We’ll re-plot these data.

seaborn
plotnine

bmi_pt1 = sns.stripplot(x = "sex", y = "value", data = bmi_data, jitter = 0.05, palette=["firebrick", "cornflowerblue"], alpha = 0.8, order = ["F", "M"]);
bmi_pt1

<Axes: xlabel='sex', ylabel='value'>

bmi_pt2 = pn.ggplot(bmi_data, pn.aes("sex", "value", colour = "sex")) + pn.geom_jitter(width = 0.1, alpha = 0.5) + pn.scale_colour_manual(values = ["firebrick", "cornflowerblue"])
bmi_pt2

We can clearly see the outlier in the male data. Removing outliers is a contentious subject but a BMI of 2 is unrealistic so we’ll remove this value.

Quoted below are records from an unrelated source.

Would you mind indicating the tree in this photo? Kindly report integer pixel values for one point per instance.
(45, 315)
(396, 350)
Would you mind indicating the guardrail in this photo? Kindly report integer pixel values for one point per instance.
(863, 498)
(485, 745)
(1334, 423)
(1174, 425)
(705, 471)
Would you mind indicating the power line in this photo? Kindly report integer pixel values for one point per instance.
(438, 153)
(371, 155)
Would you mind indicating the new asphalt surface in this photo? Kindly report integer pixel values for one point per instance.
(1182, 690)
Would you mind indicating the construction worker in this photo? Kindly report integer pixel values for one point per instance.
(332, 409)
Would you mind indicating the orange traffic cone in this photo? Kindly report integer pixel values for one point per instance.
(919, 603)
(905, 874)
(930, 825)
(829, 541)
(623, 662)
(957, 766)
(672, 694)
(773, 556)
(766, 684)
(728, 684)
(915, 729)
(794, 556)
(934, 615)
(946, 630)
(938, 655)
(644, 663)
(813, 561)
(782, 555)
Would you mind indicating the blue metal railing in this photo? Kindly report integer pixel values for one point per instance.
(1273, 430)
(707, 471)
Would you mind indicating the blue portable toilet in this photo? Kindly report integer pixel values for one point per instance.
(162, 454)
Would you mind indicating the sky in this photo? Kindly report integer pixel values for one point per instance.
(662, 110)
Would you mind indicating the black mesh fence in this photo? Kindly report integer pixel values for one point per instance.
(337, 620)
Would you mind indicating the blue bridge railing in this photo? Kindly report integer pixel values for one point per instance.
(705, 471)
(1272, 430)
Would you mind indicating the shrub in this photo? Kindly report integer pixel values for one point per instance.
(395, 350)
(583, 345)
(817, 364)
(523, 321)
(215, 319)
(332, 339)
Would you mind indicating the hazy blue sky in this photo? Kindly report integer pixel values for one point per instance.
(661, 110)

# note very low bmi point in M; let's drop that
bmi_data = bmi_data[bmi_data.value > 15]
# summary
bmi_data.describe()

	value
count	200.000000
mean	23.324615
std	2.828887
min	18.080000
25%	21.177500
50%	23.000000
75%	24.802500
max	33.030000

seaborn
plotnine

# seaborn plot
bmi_pt3 = sns.stripplot(x = "sex", y = "value", data = bmi_data, jitter = 0.05, palette=["firebrick", "cornflowerblue"], alpha = 0.8, order = ["F", "M"]);
bmi_pt3

<Axes: xlabel='sex', ylabel='value'>

# plotnine plot
bmi_pt4 = pn.ggplot(bmi_data, pn.aes("sex", "value", colour = "sex")) + pn.geom_jitter(width = 0.1, alpha = 0.5) + pn.scale_colour_manual(values = ["firebrick", "cornflowerblue"])
bmi_pt4

Much better!

Frequentist testing

We’re now in a position to undertake some statistical analysis. We’ll start with a simple t-test to examine the mean difference in BMI between males and females. The scipy.stats (Virtanen et al. 2020) library provides functions for one sample, paired & independent t-tests (and other tests). We first extract the data we want to test into separate series and then pass these series to the appropriate function. The stats.ttest_ind() function returns a tuple containing the t-statistic and the p-value for the test and we can extract these and print those. The equal_var = False argument means we get Welch’s t-test which doesn’t assume equal variances in each group.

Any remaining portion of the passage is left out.